Cities, Tort Lawyers Clash Over Municipal Immunity

Supreme Court left to decide meaning of legislative silence

By: Thomas B. Scheffey
Connecticut Law Tribune December 9, 2002

Two powerful adversaries thundered before the state Supreme Court Dec. 4---debating the meaning of silence.

Attorneys for Connecticut cities and lawyers who represent tort plaintiffs have diametrically opposing views on whether a 1987 law creates a right to directly sue municipalities for negligence. Trumbull advocate Arthur C. Laske III, representing the City of Bridgeport, showcased 142 pages of legislative debate. The fact that they never referenced a change from common law immunity, he said, was evidence law makers never contemplated direct suits against towns and cities for passing the act that became C.G.S. § 52-557n.

But Karen E. Souza, representing a child injured due to an uncapped fire hydrant, contended that the state’s language is clear on its face when it states “ [A] political subdivison of the state shall be liable for damages to person or property caused by…[t]he negligent acts or omissions of such political subdivision or any employee, officer or agent thereof acting within the scope of his employment or official duties…”

Souza, in the New Haven law firm of Alan E. Silver, cited a handful of Superior Court decisions that held this language permits direct negligence actions against cities and towns. She argued that the lawmakers’ silence over the decade since these decisions began is evidence they liked the way courts were interpreting the act.

Laske contended the statute was a mess from the start. He cited complaints from lawmakers and courts that they’ve always been unclear about the real meaning of C.G.S § 52-557n, passed in the confusion and stress of late night legislative debate. The contentious 1986 tort reform debate, Laske said, was silent on the topic of eliminating traditional municipal immunity.
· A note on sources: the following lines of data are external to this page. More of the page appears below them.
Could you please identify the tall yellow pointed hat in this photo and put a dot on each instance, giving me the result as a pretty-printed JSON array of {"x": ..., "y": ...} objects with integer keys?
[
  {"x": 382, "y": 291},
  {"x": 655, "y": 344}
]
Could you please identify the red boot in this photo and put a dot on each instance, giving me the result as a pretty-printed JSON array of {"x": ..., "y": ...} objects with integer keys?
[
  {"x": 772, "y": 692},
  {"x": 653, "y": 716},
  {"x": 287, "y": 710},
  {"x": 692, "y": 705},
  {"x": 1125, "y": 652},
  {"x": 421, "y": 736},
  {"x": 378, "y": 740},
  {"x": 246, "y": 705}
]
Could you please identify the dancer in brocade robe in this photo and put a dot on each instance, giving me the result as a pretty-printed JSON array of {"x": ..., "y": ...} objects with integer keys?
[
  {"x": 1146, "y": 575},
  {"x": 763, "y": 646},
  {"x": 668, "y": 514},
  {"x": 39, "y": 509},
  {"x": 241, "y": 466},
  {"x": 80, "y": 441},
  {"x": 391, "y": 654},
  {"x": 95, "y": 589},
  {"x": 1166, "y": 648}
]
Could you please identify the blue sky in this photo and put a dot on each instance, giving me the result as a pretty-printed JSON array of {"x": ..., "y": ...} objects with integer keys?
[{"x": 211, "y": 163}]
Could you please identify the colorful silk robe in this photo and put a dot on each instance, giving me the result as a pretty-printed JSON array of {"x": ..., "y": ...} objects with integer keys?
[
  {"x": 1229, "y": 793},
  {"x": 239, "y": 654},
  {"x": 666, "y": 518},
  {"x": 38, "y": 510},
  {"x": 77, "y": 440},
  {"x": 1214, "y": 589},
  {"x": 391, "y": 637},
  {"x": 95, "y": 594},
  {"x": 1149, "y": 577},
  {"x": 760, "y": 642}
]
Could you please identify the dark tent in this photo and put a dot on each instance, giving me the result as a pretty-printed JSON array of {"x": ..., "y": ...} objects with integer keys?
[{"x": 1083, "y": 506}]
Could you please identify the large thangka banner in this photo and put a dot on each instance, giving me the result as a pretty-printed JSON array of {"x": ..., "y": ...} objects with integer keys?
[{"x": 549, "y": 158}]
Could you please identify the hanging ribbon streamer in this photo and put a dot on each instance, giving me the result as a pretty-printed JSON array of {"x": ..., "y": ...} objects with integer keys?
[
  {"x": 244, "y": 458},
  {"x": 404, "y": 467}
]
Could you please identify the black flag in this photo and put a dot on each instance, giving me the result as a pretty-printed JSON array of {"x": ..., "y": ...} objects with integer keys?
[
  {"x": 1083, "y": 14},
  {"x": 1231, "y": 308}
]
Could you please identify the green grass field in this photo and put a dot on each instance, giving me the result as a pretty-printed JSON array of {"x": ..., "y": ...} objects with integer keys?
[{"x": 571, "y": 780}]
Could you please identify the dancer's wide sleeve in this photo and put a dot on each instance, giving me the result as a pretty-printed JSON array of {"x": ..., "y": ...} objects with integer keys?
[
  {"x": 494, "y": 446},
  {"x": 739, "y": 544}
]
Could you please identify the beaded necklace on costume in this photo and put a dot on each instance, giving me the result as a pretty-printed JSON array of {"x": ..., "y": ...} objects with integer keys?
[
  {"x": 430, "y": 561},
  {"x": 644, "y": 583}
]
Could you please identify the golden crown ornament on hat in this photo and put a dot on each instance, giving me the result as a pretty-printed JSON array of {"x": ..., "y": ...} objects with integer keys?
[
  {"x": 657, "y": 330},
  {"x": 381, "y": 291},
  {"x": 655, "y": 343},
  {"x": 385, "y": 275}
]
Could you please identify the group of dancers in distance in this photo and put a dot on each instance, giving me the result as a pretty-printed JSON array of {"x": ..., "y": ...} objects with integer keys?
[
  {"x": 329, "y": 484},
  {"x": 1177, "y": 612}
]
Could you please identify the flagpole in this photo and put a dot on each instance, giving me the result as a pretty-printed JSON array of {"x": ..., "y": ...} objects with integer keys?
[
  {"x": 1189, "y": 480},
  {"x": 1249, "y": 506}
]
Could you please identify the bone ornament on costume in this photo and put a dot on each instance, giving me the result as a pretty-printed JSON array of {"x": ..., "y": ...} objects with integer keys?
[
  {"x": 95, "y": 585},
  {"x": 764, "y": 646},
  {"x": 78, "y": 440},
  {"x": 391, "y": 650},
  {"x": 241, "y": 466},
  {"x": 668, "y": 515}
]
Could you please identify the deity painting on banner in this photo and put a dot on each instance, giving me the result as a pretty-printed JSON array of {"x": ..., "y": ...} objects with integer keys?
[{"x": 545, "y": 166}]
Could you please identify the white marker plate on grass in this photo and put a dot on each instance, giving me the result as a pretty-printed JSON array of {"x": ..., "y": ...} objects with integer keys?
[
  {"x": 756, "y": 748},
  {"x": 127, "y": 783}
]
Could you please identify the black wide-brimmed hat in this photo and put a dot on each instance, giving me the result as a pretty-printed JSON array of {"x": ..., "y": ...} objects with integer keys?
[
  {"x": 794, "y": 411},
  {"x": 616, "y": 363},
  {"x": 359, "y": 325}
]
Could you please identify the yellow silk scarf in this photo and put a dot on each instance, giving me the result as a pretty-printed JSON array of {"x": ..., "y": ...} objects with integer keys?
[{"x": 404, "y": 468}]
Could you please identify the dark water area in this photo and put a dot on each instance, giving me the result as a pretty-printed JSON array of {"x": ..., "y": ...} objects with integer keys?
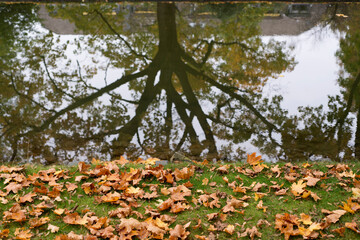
[{"x": 214, "y": 81}]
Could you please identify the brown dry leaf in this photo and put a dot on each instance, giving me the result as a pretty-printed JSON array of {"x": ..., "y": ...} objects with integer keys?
[
  {"x": 230, "y": 229},
  {"x": 305, "y": 219},
  {"x": 13, "y": 187},
  {"x": 59, "y": 211},
  {"x": 201, "y": 237},
  {"x": 251, "y": 232},
  {"x": 179, "y": 232},
  {"x": 71, "y": 186},
  {"x": 4, "y": 233},
  {"x": 353, "y": 226},
  {"x": 276, "y": 170},
  {"x": 166, "y": 204},
  {"x": 298, "y": 188},
  {"x": 74, "y": 218},
  {"x": 179, "y": 207},
  {"x": 350, "y": 206},
  {"x": 224, "y": 169},
  {"x": 184, "y": 173},
  {"x": 205, "y": 181},
  {"x": 74, "y": 236},
  {"x": 263, "y": 222},
  {"x": 212, "y": 216},
  {"x": 36, "y": 222},
  {"x": 111, "y": 197},
  {"x": 252, "y": 159},
  {"x": 287, "y": 224},
  {"x": 260, "y": 206},
  {"x": 53, "y": 228},
  {"x": 198, "y": 224},
  {"x": 311, "y": 181},
  {"x": 340, "y": 231},
  {"x": 22, "y": 234},
  {"x": 281, "y": 192},
  {"x": 165, "y": 191},
  {"x": 27, "y": 198}
]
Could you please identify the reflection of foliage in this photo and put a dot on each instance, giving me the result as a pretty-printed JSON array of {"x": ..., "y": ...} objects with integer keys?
[{"x": 195, "y": 65}]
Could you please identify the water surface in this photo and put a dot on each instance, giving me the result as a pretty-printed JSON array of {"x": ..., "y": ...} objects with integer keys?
[{"x": 215, "y": 81}]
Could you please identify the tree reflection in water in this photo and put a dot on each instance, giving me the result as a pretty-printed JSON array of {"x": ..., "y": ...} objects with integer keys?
[{"x": 192, "y": 85}]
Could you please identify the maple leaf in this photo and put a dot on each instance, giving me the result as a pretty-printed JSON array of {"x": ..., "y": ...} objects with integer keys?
[
  {"x": 224, "y": 169},
  {"x": 74, "y": 218},
  {"x": 53, "y": 228},
  {"x": 13, "y": 187},
  {"x": 4, "y": 233},
  {"x": 353, "y": 226},
  {"x": 340, "y": 231},
  {"x": 184, "y": 173},
  {"x": 166, "y": 204},
  {"x": 27, "y": 198},
  {"x": 251, "y": 232},
  {"x": 281, "y": 192},
  {"x": 305, "y": 219},
  {"x": 179, "y": 207},
  {"x": 298, "y": 188},
  {"x": 230, "y": 229},
  {"x": 333, "y": 216},
  {"x": 71, "y": 186},
  {"x": 22, "y": 234},
  {"x": 111, "y": 197},
  {"x": 59, "y": 211},
  {"x": 286, "y": 223},
  {"x": 36, "y": 222},
  {"x": 252, "y": 159},
  {"x": 350, "y": 206},
  {"x": 260, "y": 206},
  {"x": 311, "y": 181},
  {"x": 179, "y": 232}
]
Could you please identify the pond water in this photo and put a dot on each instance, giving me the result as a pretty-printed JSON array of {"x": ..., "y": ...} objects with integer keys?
[{"x": 214, "y": 81}]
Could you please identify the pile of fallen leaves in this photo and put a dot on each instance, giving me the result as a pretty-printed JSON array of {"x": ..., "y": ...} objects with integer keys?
[{"x": 149, "y": 202}]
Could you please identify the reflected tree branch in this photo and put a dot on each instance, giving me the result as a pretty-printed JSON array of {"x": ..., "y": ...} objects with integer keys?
[{"x": 120, "y": 37}]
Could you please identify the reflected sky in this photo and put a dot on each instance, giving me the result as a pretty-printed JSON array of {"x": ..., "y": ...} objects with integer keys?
[{"x": 213, "y": 81}]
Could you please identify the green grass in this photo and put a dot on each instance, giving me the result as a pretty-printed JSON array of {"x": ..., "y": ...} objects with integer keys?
[{"x": 79, "y": 201}]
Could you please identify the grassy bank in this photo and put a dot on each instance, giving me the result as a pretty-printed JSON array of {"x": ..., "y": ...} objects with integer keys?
[{"x": 121, "y": 200}]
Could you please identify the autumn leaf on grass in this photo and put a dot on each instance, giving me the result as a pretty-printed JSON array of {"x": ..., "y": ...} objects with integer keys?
[
  {"x": 111, "y": 197},
  {"x": 311, "y": 181},
  {"x": 36, "y": 222},
  {"x": 74, "y": 218},
  {"x": 53, "y": 228},
  {"x": 298, "y": 188},
  {"x": 353, "y": 226},
  {"x": 205, "y": 181},
  {"x": 340, "y": 231},
  {"x": 224, "y": 169},
  {"x": 4, "y": 233},
  {"x": 251, "y": 232},
  {"x": 252, "y": 159},
  {"x": 350, "y": 206},
  {"x": 179, "y": 232},
  {"x": 287, "y": 224},
  {"x": 333, "y": 216},
  {"x": 27, "y": 198},
  {"x": 230, "y": 229},
  {"x": 184, "y": 173},
  {"x": 71, "y": 186},
  {"x": 310, "y": 231},
  {"x": 260, "y": 206},
  {"x": 15, "y": 213},
  {"x": 22, "y": 234},
  {"x": 13, "y": 187},
  {"x": 59, "y": 211}
]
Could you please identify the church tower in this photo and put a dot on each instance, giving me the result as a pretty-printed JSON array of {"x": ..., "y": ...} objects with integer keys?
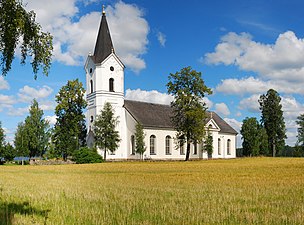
[{"x": 105, "y": 82}]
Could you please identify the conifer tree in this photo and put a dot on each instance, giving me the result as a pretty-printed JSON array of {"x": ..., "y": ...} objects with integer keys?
[
  {"x": 189, "y": 110},
  {"x": 273, "y": 120},
  {"x": 70, "y": 130},
  {"x": 105, "y": 135}
]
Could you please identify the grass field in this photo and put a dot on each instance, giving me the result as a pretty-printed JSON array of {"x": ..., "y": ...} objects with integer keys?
[{"x": 241, "y": 191}]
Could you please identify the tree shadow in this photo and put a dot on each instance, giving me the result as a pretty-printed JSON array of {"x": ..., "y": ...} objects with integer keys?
[{"x": 8, "y": 211}]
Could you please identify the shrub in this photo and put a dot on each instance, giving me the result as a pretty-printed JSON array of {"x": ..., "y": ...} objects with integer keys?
[{"x": 87, "y": 155}]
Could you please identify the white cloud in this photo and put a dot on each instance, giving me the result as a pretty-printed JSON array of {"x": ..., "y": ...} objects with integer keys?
[
  {"x": 75, "y": 37},
  {"x": 222, "y": 109},
  {"x": 251, "y": 103},
  {"x": 3, "y": 84},
  {"x": 17, "y": 111},
  {"x": 27, "y": 94},
  {"x": 245, "y": 85},
  {"x": 283, "y": 60},
  {"x": 149, "y": 96},
  {"x": 7, "y": 100},
  {"x": 52, "y": 119},
  {"x": 161, "y": 38}
]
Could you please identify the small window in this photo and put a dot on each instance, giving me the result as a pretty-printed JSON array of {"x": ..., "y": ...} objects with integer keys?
[
  {"x": 133, "y": 145},
  {"x": 219, "y": 146},
  {"x": 111, "y": 85},
  {"x": 182, "y": 149},
  {"x": 168, "y": 145},
  {"x": 195, "y": 149},
  {"x": 91, "y": 86},
  {"x": 152, "y": 145},
  {"x": 228, "y": 147}
]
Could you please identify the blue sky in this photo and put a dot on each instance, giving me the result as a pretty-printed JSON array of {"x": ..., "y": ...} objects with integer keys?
[{"x": 242, "y": 48}]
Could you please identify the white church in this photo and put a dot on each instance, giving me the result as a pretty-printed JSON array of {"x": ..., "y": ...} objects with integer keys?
[{"x": 105, "y": 83}]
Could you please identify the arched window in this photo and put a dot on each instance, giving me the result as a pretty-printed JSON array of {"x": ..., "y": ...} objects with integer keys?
[
  {"x": 168, "y": 145},
  {"x": 111, "y": 84},
  {"x": 219, "y": 146},
  {"x": 152, "y": 145},
  {"x": 91, "y": 86},
  {"x": 133, "y": 145},
  {"x": 228, "y": 147}
]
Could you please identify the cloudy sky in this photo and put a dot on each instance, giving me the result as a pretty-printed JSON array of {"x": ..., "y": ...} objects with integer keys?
[{"x": 242, "y": 48}]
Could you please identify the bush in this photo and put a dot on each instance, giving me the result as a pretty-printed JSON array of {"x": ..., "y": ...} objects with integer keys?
[{"x": 87, "y": 155}]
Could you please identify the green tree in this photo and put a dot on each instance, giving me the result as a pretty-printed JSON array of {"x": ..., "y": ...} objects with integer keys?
[
  {"x": 208, "y": 144},
  {"x": 8, "y": 153},
  {"x": 250, "y": 136},
  {"x": 188, "y": 108},
  {"x": 263, "y": 139},
  {"x": 300, "y": 136},
  {"x": 106, "y": 137},
  {"x": 21, "y": 141},
  {"x": 140, "y": 147},
  {"x": 273, "y": 120},
  {"x": 70, "y": 129},
  {"x": 37, "y": 131},
  {"x": 18, "y": 25},
  {"x": 2, "y": 137}
]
But for one justice, at least, such silence cuts both ways. “How does the legislative history help you? How do you conclude that silence is on your side?” quizzed high court newcomer, Peter T. Zarella. Laske responded that, if the 1986 statute was intended to permit suits against cities without “naming a municipal actor” as an individual defendant or to create vicarious liability for negligent city employess, it would have sparked a huge debate.

The Connecticut Council of Municipalities and the Connecticut Trial Lawyers Association both would have spurred their allies in the legislature to champion their views, Laske maintained. Both of these groups, he noted, have filed friend-of-the—court briefs in the present case, Spears vs. Garcia.

In Laske’s analysis, a key phrase in the statute is the savings clause, “except as otherwise provided by law.” It requires courts to consider two other statutes that cover municipalities’ duty to indemnify city employees found negligent in the discharge of a non-discretionary duty. The municipal employees’ indemnification statute (C.G.S § 7-465) and the firefighters’ indemnifications statute (C.G.S. § 7-308) are meant to lighten the liability burden that cites shoulder, and must be read together with 52-557, Laske argued.

That’s exactly the opposite of what Connecticut plaintiffs’ lawyers want. In the amicus brief filed by the CTLA, Kathryn Caliby and Douglas W. Hammond, of Hartford’s RisCassi and Davis, argue that it would enhance “judicial economy” if plaintiff’s did not have to name specific municipal employees as defendants. It would also avoid cumbersome situations where a large number of employees have to be sued to place blame.

Zarella’s repeated questioning of Laske focused on whether ambiguity existed: “I’m trying to figure out what’s unclear about the statute.”

Laske contented that the appellate Court’s holding, that 52-557 allows a direct negligence case against a city, “creates a complete end run around what has always existed.” But Souza, arguing the plaintiff’s position, said the appellate court was right to avoid an analysis of the legislative history behind the statute since it is clear on its face.

Justice Joette Katz noted that suing a city without an individual defendant makes it harder for a plaintiff to trace the elements of negligence, “but there’s no prejudice to the defendant by the fact that you haven’t named a particular employee?”

Laske in rebuttal, noted that former Justice Robert I Berdon, in his dissent in the 1989 supreme court case of Williams v. New Haven, stated that 52-557 allows direct suits for negligence against cities. Laske also noted that the municipal immunity is an obsolete in the eyes of late tort scholar William H. Prosser and the American Law Institute model laws. “If change could come, might come, but let it come properly,” concluded Laske, not by court decision, but through legislature.